The signs of anaphylaxis can vary from person to person, and the onset of symptoms can be rapid. Anaphylaxis is a severe allergic reaction that affects multiple body systems. Here are some common signs and symptoms of anaphylaxis:
- Skin reactions:
- Itching, often accompanied by hives (raised, red, itchy welts on the skin).
- Swelling of the lips, tongue, throat, face, or other parts of the body, known as angioedema.
- Respiratory symptoms:
- Difficulty breathing or shortness of breath.
- Wheezing or persistent coughing.
- Tightness in the chest.
- Cardiovascular symptoms:
- Rapid or weak pulse.
- Low blood pressure (hypotension), leading to lightheadedness or fainting.
- Paleness or bluish discoloration of the skin (cyanosis).

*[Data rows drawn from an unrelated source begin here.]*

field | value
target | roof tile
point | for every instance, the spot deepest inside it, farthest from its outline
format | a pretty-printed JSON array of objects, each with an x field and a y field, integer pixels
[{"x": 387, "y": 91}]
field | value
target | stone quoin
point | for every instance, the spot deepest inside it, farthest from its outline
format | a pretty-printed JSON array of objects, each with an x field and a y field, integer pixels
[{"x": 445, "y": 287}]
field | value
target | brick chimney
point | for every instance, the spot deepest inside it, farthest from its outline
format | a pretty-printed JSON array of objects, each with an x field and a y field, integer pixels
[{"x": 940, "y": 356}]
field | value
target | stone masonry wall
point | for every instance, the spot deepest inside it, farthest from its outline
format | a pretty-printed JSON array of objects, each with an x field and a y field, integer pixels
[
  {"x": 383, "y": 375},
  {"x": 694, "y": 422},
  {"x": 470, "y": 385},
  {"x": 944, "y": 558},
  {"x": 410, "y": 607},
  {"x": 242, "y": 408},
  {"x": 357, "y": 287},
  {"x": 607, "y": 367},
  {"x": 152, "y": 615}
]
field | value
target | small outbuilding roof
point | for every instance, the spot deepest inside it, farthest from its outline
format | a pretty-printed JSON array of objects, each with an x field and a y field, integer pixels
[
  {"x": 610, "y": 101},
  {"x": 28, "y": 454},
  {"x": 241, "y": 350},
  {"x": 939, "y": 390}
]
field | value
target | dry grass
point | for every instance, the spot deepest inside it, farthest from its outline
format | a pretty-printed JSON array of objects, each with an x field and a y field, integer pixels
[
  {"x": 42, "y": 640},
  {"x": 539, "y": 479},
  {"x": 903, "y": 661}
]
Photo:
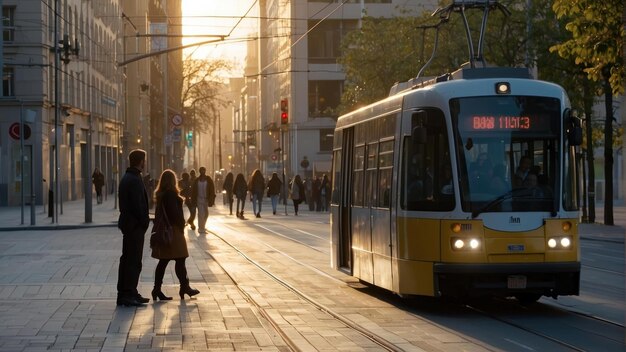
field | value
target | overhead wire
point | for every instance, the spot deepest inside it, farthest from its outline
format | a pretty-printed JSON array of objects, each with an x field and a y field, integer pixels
[{"x": 307, "y": 32}]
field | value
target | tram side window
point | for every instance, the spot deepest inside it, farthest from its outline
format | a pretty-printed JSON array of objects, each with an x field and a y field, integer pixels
[
  {"x": 359, "y": 163},
  {"x": 370, "y": 175},
  {"x": 336, "y": 181},
  {"x": 426, "y": 168},
  {"x": 385, "y": 168}
]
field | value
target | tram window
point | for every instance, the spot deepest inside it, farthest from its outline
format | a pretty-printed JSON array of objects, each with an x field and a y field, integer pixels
[
  {"x": 385, "y": 164},
  {"x": 359, "y": 164},
  {"x": 426, "y": 168},
  {"x": 370, "y": 175},
  {"x": 336, "y": 181},
  {"x": 507, "y": 149}
]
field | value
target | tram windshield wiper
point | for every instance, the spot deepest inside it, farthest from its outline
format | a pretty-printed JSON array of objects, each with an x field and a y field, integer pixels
[{"x": 522, "y": 191}]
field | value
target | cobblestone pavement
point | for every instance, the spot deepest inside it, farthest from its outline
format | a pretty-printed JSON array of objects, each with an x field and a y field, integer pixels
[{"x": 58, "y": 289}]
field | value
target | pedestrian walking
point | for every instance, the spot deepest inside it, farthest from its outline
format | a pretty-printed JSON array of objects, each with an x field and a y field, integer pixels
[
  {"x": 256, "y": 186},
  {"x": 324, "y": 191},
  {"x": 184, "y": 185},
  {"x": 148, "y": 184},
  {"x": 308, "y": 187},
  {"x": 228, "y": 188},
  {"x": 133, "y": 222},
  {"x": 97, "y": 178},
  {"x": 297, "y": 192},
  {"x": 169, "y": 203},
  {"x": 273, "y": 190},
  {"x": 240, "y": 189},
  {"x": 192, "y": 206},
  {"x": 315, "y": 193},
  {"x": 203, "y": 197}
]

- Gastrointestinal symptoms:
- Nausea, vomiting, or abdominal pain.
- Feeling of impending doom or anxiety.
It’s important to note that anaphylaxis can progress rapidly, and the symptoms can worsen within minutes to hours after exposure to the allergen. In severe cases, a person may experience a sudden drop in blood pressure, loss of consciousness, and respiratory distress, which can be life-threatening if not promptly treated.
If you suspect someone is experiencing anaphylaxis or if you are experiencing these symptoms yourself, it is crucial to seek immediate medical attention by calling emergency services (such as 911 in the United States) or going to the nearest emergency room.
If you have a known severe allergy or a history of anaphylaxis, it’s important to carry an epinephrine auto-injector (such as an EpiPen) with you at all times and use it promptly when symptoms occur, as directed by your healthcare provider. It is also important to inform those around you about your allergy and the signs of anaphylaxis so that they can help in an emergency situation. Regular follow-up with an allergist or immunologist is recommended for proper management and prevention of future episodes.